With J.J. Fad’s Supersonic playing in the background, the crew from Noveske Rifleworks was filmed shooting the many variants of the new Ghetto Blaster. The name, the sound and the video are not like anything else typically seen in the firearms industry.

Noveske Ghetto Blaster

These rifles use the company’s Gen 4 receiver set along with a variety of features that include:

  • collapsible Q PDW style stocks (designed by Kevin Brittingham and Q)
  • Cherry Bomb muzzle brake, also from Q
  • Noveske Rail system in either M-LOK or KeyMod
  • ambidextrous controls including a 60˚ safety selector
  • flared magazine well
  • Magpul K2 pistol grip
  • Magpul MBUS Pro folding sights
  • Geissele SD-E trigger
  • Geissele Super Badass charging handle (Noveske marked)
  • Magpul PMAG 30-round magazine

This is the Noveske Ghetto Blaster

Today, the company is offering three basic models with more coming soon.
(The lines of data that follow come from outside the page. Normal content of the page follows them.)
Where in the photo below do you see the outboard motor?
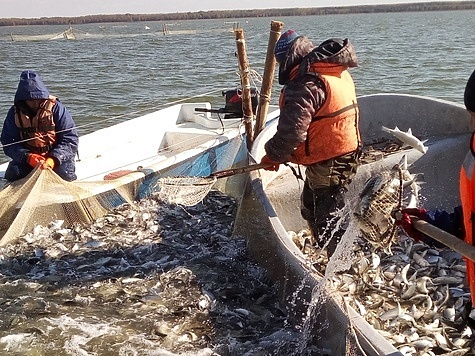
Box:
[223,88,258,118]
[195,88,258,119]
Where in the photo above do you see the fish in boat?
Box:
[235,94,475,356]
[353,155,419,252]
[382,126,427,153]
[0,91,279,246]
Available at launch are:

  • SBR chambered in 5.56 NATO with a 7.94” barrel (1:7” twist)
  • SBR chambered in 300 BLK with a 7.94” barrel
  • Standard rifle chambered in 5.56 NATO with a 16” barrel (1:7” twist)

One of the more interesting additions to the line is a 10mm version planned for a Q1 2018 release. Also planned for the same time period is a suppressed 300 BLK gun.

The SBR versions of this gun have a Honey Badger feel to them. I don’t think that the involvement of Q and Kevin Brittingham is a pure coincidence.

The suggested retail price of these guns starts at $1,995 for the SBRs and $2,300 for the full length rifle. According to the company, the first 100 rifles sold will receive a 10% discount. These guns will start shipping in December, but the company is taking orders immediately. If you are interested in this deal, you will want to move quickly. I suspect the company will sell the first hundred quickly.

This is the Noveske Ghetto Blaster

For younger readers that may be unfamiliar with the term Ghetto Blaster, this was a term synonymous with “boom box” and referred to large but portable radio and cassette players in the 1980s. Typically, these radios would be played loud in public areas and were sometimes seen as a form of rebellion against social norms. The term ghetto blaster is sometimes used as a pejorative by people who disliked the rebellious behavior. The song Supersonic was from the same era.